1. The utility model provides an energy storage power station lightning protection device, includes base (1) and lightning rod (14), its characterized in that: the lightning rod (14) is arranged at the top end of the height adjusting pipe (4) and is connected with a grounding wire, and the grounding wire is a spiral line and is positioned outside the supporting barrel (3); two sliding grooves (10) are vertically and symmetrically formed in the inner side wall of the supporting cylinder (3), the sliding blocks (9) slide in the sliding grooves (10) in a guiding manner, the sliding blocks (9) are fixedly connected to the bottom end of the height adjusting pipe (4), the sliding blocks (9) are connected with the traction ropes (11), the traction ropes (11) upwards bypass the top edge of the supporting cylinder (3) and then are connected with the rope winding mechanism, and the rope winding mechanism is arranged at the bottom of the supporting cylinder (3); the number of the sliding blocks (9) is two, the two sliding blocks (9) are symmetrically arranged on the outer wall of the bottom end of the height adjusting pipe (4), and the other end of the sliding block (9) is arranged in the sliding groove (10); the tops of the two sliding blocks (9) are respectively and fixedly connected with a traction rope (11), and the two traction ropes (11) are synchronously wound or released on the rope winding mechanism.
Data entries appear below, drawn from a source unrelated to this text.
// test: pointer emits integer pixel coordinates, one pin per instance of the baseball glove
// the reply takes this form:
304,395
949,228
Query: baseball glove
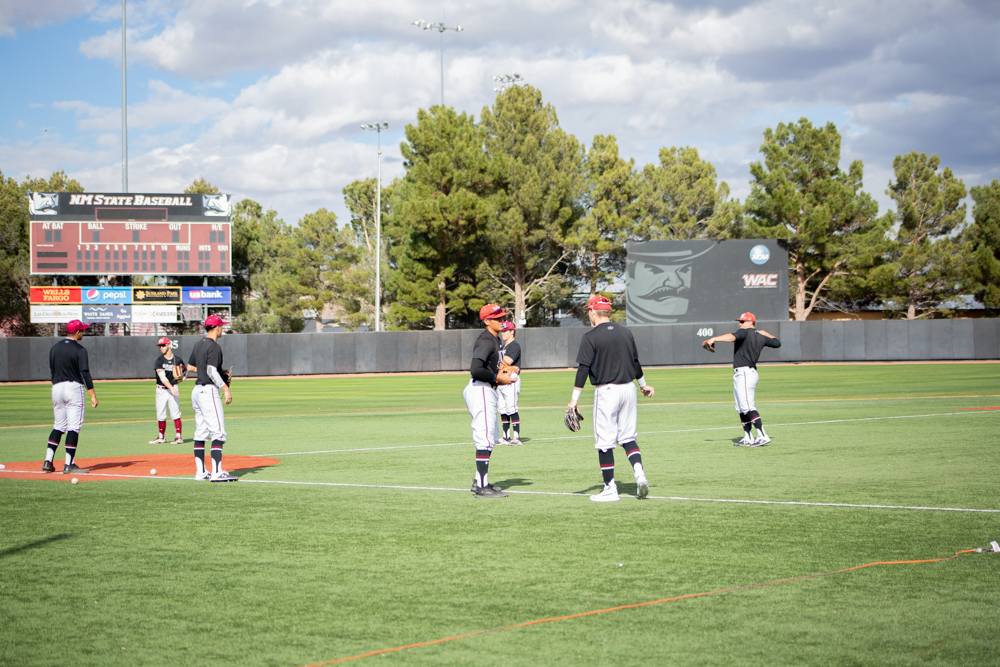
572,419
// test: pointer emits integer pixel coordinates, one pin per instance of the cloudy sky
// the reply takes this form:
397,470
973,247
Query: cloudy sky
264,98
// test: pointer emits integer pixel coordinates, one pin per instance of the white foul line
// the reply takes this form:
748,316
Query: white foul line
683,430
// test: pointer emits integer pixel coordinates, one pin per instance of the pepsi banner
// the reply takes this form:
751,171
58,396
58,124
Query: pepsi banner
705,281
207,295
122,295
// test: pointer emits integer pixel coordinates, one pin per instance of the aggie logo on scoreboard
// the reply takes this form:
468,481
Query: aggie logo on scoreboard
207,295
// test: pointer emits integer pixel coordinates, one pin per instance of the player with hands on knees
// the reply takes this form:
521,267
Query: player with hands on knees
209,417
749,343
170,370
488,372
608,356
69,365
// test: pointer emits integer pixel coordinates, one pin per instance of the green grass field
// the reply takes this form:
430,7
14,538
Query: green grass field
365,537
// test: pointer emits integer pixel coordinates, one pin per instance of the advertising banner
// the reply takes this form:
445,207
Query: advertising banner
99,314
162,314
55,295
156,295
121,295
57,314
207,295
705,281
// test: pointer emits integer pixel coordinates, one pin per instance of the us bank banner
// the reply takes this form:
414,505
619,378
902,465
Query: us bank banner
705,281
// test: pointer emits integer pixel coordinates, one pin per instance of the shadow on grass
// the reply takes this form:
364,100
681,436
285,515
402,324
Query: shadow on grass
35,544
514,481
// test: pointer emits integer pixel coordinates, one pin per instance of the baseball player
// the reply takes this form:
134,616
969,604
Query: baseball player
508,393
70,368
481,397
167,395
749,342
209,417
609,357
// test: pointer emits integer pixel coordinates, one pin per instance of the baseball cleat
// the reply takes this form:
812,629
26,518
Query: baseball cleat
641,487
490,492
608,495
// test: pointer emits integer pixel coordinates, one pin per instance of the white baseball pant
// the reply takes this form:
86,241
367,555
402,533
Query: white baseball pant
744,388
165,400
69,406
481,400
508,393
209,419
614,414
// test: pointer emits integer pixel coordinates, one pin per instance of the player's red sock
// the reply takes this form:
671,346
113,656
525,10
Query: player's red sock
606,457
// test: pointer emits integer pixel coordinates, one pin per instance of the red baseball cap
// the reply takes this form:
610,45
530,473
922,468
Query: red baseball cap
491,311
598,302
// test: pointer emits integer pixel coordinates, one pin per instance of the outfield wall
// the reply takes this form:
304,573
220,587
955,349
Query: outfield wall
125,357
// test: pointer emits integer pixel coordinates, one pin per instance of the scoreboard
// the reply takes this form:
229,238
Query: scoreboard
120,234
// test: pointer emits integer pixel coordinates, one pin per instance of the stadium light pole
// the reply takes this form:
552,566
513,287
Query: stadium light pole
440,27
378,127
124,112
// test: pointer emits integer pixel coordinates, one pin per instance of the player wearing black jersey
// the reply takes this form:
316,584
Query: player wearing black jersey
481,397
70,368
508,393
167,394
608,356
209,417
749,344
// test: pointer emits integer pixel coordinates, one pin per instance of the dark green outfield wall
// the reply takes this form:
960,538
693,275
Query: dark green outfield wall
124,357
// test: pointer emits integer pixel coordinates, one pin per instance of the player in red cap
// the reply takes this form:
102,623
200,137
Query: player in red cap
209,417
508,393
70,368
167,394
608,356
481,397
749,344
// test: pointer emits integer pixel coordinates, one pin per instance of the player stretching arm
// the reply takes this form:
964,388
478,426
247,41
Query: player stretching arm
749,344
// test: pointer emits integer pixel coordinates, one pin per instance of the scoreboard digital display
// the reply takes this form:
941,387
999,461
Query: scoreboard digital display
120,234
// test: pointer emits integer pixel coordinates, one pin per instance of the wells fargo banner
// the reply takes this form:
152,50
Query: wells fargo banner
55,295
156,295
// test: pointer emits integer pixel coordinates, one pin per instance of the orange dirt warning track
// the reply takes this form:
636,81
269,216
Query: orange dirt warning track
130,467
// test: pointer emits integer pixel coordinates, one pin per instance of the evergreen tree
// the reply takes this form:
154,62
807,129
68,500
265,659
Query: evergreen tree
611,202
924,264
799,194
439,212
681,200
983,236
536,168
2. The energy storage plant lightning protection device of claim 1, wherein: the rope winding mechanism comprises a rope winding device (5), a rocker (6) and a rotating shaft (7); the rotating shaft (7) horizontally penetrates through the supporting cylinder (3) and is perpendicular to the bottom surface of the sliding groove (10); the two rope winding devices (5) are respectively and fixedly connected to the parts, extending out of the supporting cylinder (3), of the two ends of the rotating shaft (7); the outer end of the traction rope (11) is fixed at the middle position of the rope winder (5); the rocker (6) is fixedly connected to the outermost side of the rotating shaft (7).

3. The energy storage plant lightning protection device of claim 2, wherein: the rope winding mechanism further comprises a limiting rod (8), wherein a limiting hole which is coaxially formed in the same horizontal position of the flange plate of the rope winding device (5) and the supporting cylinder (3) is formed in the same horizontal position, and the limiting rod penetrates through the limiting hole in the flange plate of the rope winding device (5) and the wall of the supporting cylinder (3) to prevent the rope winding mechanism from continuously rotating.

4. A lightning protection device for an energy storage power station according to any one of claims 1 to 3, wherein: the side surface of the top end of the supporting cylinder (3) is horizontally provided with a first pulley (12), and the side wall of the top end of the supporting cylinder (3) is vertically provided with a second pulley (13); the traction rope (11) passes through the first pulley (12) and the second pulley (13).

5. The energy storage plant lightning protection device of claim 4, wherein: the outer side wall of the bottom of the supporting cylinder (3) is fixedly connected with a mounting seat (2), and the mounting seat (2) is fixed on the base (1) through bolts.